Can you imagine a Michigan State player behaving like Dickinson? First of all, I'm pretty sure the first time any MSU hooper appeared on a podcast that it'd also be the last time once Tom Izzo found out. But imagine a State player talking about Michigan the way Dickinson spoke about MSU in a very public setting. There would be consequences, namely a severe ass-chewing and probably at least a half-game sit-down.
But there again, "It comes from the program." Take a look at the guy in charge of Michigan State's basketball program, its players, and its culture. He has more Final Four appearances on his own in 28 seasons as State's head coach than 41 of the 65 Power Five schools have over the entire history of their basketball programs. He has more Big Ten regular-season championships in his tenure at MSU than literally half of the league's schools have achieved in their storied histories. He has a national championship, the only current Big Ten coach who can say that. And, for better or worse, he has at the core of his program principles to which he dogmatically clings that guide who the Spartans are and what they do.

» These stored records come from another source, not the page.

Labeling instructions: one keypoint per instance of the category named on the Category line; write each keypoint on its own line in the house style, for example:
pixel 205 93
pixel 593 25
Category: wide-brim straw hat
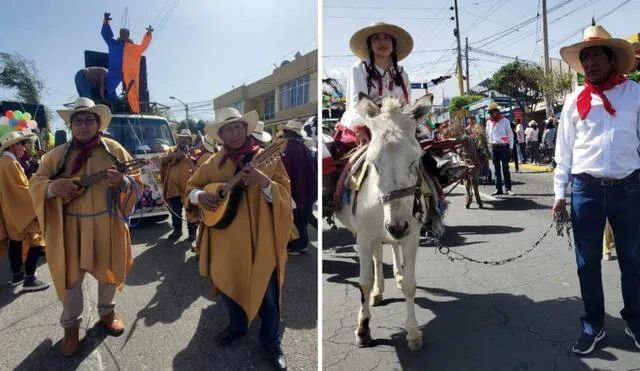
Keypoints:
pixel 260 134
pixel 228 115
pixel 404 41
pixel 87 105
pixel 596 35
pixel 14 137
pixel 296 127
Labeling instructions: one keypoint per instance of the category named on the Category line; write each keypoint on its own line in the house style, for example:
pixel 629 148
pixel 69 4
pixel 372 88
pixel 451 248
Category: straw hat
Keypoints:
pixel 87 105
pixel 228 115
pixel 260 134
pixel 358 42
pixel 12 138
pixel 597 36
pixel 296 127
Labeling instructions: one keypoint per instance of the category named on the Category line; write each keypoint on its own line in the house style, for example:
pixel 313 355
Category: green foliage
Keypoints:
pixel 556 86
pixel 21 74
pixel 635 76
pixel 192 125
pixel 463 100
pixel 519 80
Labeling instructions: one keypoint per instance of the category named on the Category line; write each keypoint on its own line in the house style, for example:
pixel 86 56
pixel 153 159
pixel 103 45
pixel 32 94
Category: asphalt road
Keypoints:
pixel 522 315
pixel 171 317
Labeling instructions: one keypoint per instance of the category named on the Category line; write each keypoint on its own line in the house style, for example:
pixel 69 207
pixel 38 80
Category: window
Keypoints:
pixel 238 105
pixel 141 135
pixel 294 93
pixel 269 106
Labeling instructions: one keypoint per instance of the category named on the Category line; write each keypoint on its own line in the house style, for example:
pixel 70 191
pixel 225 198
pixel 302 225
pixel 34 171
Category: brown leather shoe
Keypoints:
pixel 70 341
pixel 112 323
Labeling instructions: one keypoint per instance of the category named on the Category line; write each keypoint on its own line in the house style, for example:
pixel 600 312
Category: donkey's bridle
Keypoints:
pixel 418 210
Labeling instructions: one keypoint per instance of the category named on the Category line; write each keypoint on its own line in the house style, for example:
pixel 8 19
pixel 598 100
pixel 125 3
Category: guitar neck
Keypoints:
pixel 92 179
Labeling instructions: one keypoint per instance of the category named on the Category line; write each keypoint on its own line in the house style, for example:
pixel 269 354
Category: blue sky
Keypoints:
pixel 429 24
pixel 200 47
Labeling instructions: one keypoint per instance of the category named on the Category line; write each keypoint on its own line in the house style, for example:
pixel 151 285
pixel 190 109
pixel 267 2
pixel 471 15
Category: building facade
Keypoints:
pixel 291 91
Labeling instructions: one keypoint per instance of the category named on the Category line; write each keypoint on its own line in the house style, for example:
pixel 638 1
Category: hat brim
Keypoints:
pixel 404 41
pixel 19 139
pixel 99 109
pixel 300 131
pixel 208 145
pixel 263 136
pixel 624 54
pixel 250 118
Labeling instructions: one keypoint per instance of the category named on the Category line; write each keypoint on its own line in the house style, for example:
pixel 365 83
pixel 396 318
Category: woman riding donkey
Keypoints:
pixel 379 47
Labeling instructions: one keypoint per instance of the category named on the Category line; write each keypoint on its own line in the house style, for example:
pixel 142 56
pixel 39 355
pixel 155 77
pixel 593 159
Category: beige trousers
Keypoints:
pixel 73 303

Compare that to the guy who coaches Dickinson. Within just the last couple of years, that coach has threatened to kill another coach on a basketball court, then outright struck another coach in the head in the handshake line following a loss. That same coach a few years ago also brushed under the rug his team leader wrapping the vehicle belonging to the wife of the school's AD around a lamp post early one Sunday morning then lying to police about it. That same coach was part of arguably the biggest cheating scandal in college basketball history as a player at Michigan. And that same coach has also been sued for allegedly knowingly infecting a woman with a sexually transmitted disease.
"It comes from the program."
So while Dickinson is busy going on podcasts and losing basketball games, I'll do him a favor and give him a more accurate and actionable gibe to ponder until he and his big mouth bless us with another delicious karmic hex next graces us with his carefully thought-out and insightful takes.
You only come back to college basketball for your third year as a 7-footer if you can't get into the NBA.